I believe Web3 is the future. Web2 has been a huge step forward when you compare it to the early days of the Internet, especially for the everyday user. But people have lost ownership along the way. Web3 is the promise of ownership with the same spirit of connectedness.
With Mailchain, for example, you can have fractional ownership—we will cut the protocol into decimal-sized pieces, and anyone who wants to run a part of the protocol can and will be rewarded. That wasn’t possible in Web2.
As users within Web3, we’ll also have control over identity, data, information. It’s groundbreaking and very exciting.
Here’s the thing about privacy and tech—when I talk about it, it tends to feel quite abstract. But it’s a highly personal, real thing.
What if I asked you this question: How much money would you charge me to borrow your phone for an hour and give me the passcode? The question itself is uncomfortable. It feels inherently violating.
None of the applications we use in Web2 are free. We pay for them with our data, which the companies sell directly or indirectly to advertisers or third parties. This is a violation of privacy that we agreed to. Everything is outlined in Terms and Conditions.
But it’s an invasion that has been hidden behind a beautiful, free application often with a very useful piece of functionality. I myself use these free apps—that monetize my data—I knowingly and uncomfortably make this compromise every day.
My view of privacy is that the exchange of data for free use isn’t an exchange any of us should have to make. And that doesn’t have anything to do with the sensitivity level of the information—more valuable information, or less valuable information; more private information, or less private. It’s the inherent human right to privacy. My data is mine, and mine alone. Unless I choose to share it with you.
Security has two parts:
Web 2.0 applications commonly use login systems that authenticate you using a username and password. Both your username and password are sent to their authentication server. From a technical perspective, the company in control of the server has control over your account and data. How they deal with your account and private data is a matter of security policy and business goals.
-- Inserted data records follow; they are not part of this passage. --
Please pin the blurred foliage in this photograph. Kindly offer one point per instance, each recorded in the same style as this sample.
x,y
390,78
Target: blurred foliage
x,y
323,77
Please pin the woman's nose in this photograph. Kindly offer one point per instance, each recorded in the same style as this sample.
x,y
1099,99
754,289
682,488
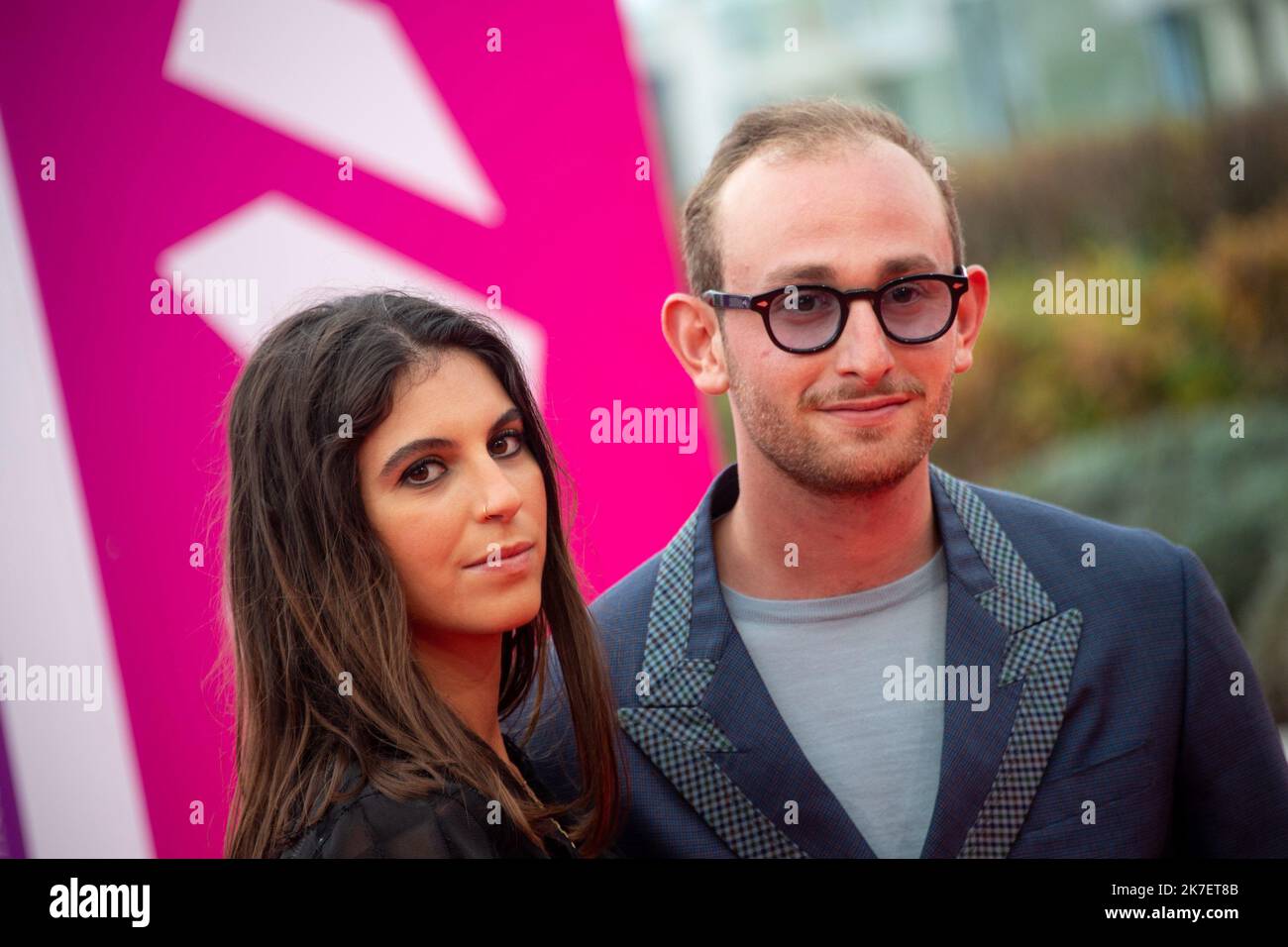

At Mailchain we do it differently. We admire the UX from Web2, so we’ve built a login experience that feels similar. However, you own your private key, your password is never sent to us. We will store your encrypted data for your convenience, but we can’t read it..Mailchain makes it easy for you to have full ownership.
I’m happy with how close we’ve gotten to the community’s expectation of messaging. It’s native Web3 addresses which send and receive across all protocols quickly. It happens fast, just like your regular email. It’s an inbox you’re used to. You can trust the origin and content of messages that come through. And you feel right at home.
I’m also proud of the level of privacy for users—for example, when you add a blockchain address, you do not have to use your private key; you sign with your address instead.
There’s also the way our login system is this beautiful blend of Web2 experience and Web3 security; the way the password you enter never goes across the wire. There’s this elegant user experience and strong privacy to match. (Have to give a hat tip to the initial creators of Opaque protocol for that.)
I believe with Mailchain we’ve taken another big step forward in the evolution of communication. And most of all, it’s just so useful.
The first time I went online, I remember I sent an email. It’s a great first experience. When you enter a new world—kind of like when you walk into a party--you say hi; you introduce yourself to that room, first. I send emails still, communicating for me is one of the few constants. We’re giving people a way to start a conversation with a whole new world.
As a Mailchain enthusiast, I’m excited to see it being used by the people in Web3 who I see are just plain stuck right now without this critical communication layer.
Web3 users can’t do basic things we take for granted in Web2. Mailchain gives a user’s multiple blockchain identities a home, a unified inbox.
When you import those identities, we can’t see any of that information. We protect that even from ourselves. Web3 users can then communicate blockchain address to blockchain address—contact that NFT owner, or that DAO voter, or that token buyer-- identity to identity, and know for sure it’s that recipient.
When people from different backgrounds and experiences communicate, innovation exponentially increases. We’re going to have more vibrant, thriving communities and more exciting tech as a result.
This communication standard is also going to help remove a lot of the concerns and increase the trust levels around Web3, too. And when trust is high, people can make decisions more confidently and move faster.
I’m naturally curious and try to say yes often, and as a result I’ve worked with people from different backgrounds, in many industries, and on lots of different problems.
In Web3, there’s so much we all don’t know. When you’re new in a new space, the best skill you can have is the ability to adapt, listen and unlearn. I see now there’s a lot I need to unlearn, which is the most difficult skill. But this unlearning is vital; it helps me embrace new ideas, evaluate them and see if they are better.
“Indiana, we are simply passing through history. This… this is history.” That’s from an Indiana Jones movie. I feel like Web3 right now feels a lot like that. There are rumors of great things, but we don’t know where we’re going exactly, or if we will get them. There’s some danger of the unknown but so much excitement and, adventure. We’re all making history, and I’m not sure how it will read yet, but I do feel we are living it, not just letting it pass us by.